S. Jackson has hit the nail on the head with this description of Zwingli’s rise to prominence:
1524 marked the completion of the break with the Old Church as far as Zurich was concerned. The changes were made deliberately and under orders from the City Council. They occasioned no revolt, although they were of the most radical description. It was made to appear that the changes came in consequence of the city authorities’ conviction of their scripturalness, and not because Zwingli had insisted upon them. Nor was a step taken without the approval beforehand of the thoughtful classes.
Zwingli and his fellow Reformers argued before the people the propriety of the changes about to be made. Then when a sufficient time had elapsed a public debate was held in the presence of the City Council, and then the Council ordered the changes. The consequence was the changes were made once for all, were fully comprehended, and gladly assented to.
By this course Zwingli proved his title to be called the Prudent Reformer. Granted that it was the clear-sightedness of the prayerful scholar rather than spiritual elevation which gave him the knowledge of the objectionable doctrines and practices of the Old Church, he showed true courage in opposing and removing them; granted that he was totally lacking in Luther’s flaming zeal, he accomplished a much more complete break with Rome; granted that he was no profound thinker like Calvin, he was much more easily comprehended and probably quite as correct. And in personal qualities he was superior to Luther and Calvin.

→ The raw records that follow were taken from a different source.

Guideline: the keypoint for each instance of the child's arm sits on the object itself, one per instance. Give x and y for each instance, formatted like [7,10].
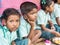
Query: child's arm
[58,20]
[31,34]
[51,24]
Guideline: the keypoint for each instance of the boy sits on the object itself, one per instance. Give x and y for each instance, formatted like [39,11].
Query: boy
[27,26]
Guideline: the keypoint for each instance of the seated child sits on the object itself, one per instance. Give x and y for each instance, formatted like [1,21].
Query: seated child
[28,19]
[55,16]
[47,6]
[11,18]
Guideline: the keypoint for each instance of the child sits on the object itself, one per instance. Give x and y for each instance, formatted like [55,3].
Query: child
[43,19]
[55,16]
[27,26]
[11,18]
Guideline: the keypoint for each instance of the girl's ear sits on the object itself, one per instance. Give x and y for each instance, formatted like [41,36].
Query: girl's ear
[3,21]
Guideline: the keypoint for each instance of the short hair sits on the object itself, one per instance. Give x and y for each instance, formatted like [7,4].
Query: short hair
[45,3]
[26,7]
[9,11]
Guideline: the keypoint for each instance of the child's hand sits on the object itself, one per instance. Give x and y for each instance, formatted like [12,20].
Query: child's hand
[32,23]
[53,31]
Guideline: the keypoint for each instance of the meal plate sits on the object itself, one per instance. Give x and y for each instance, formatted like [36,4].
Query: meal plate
[56,40]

Men loved Zwingli, and followed him because they loved him. They knew that he spoke the truth in the breadth of a loving heart; that he broke with Rome because he loved the truth more than life, and loathed the whole miserable business of mediæval hair-splitting theology, lying pardons, swindling sacraments, the incubus of a Church which was primarily a huge money-making concern, ruled by a Pope no spiritual man had any respect for and served by a clergy who as a class were low-bred and low-lived, preached by monks whose private histories were unsavoury, and sanctified, forsooth, by nuns who were virgin only in name.
His heart made him protest. It could no longer be borne; the Church was pressing the life out of the poor people and sending them by millions to the bar of God without any knowledge of God’s Word, or any preparation for His service.
Zwingli became a Reformer, THE Reformer, because he loved the Church and despised what Rome had turned it into. He loathed what Rome had done to the Flock, so he did something about it, in a deliberate, measured, sensible, prayerful way.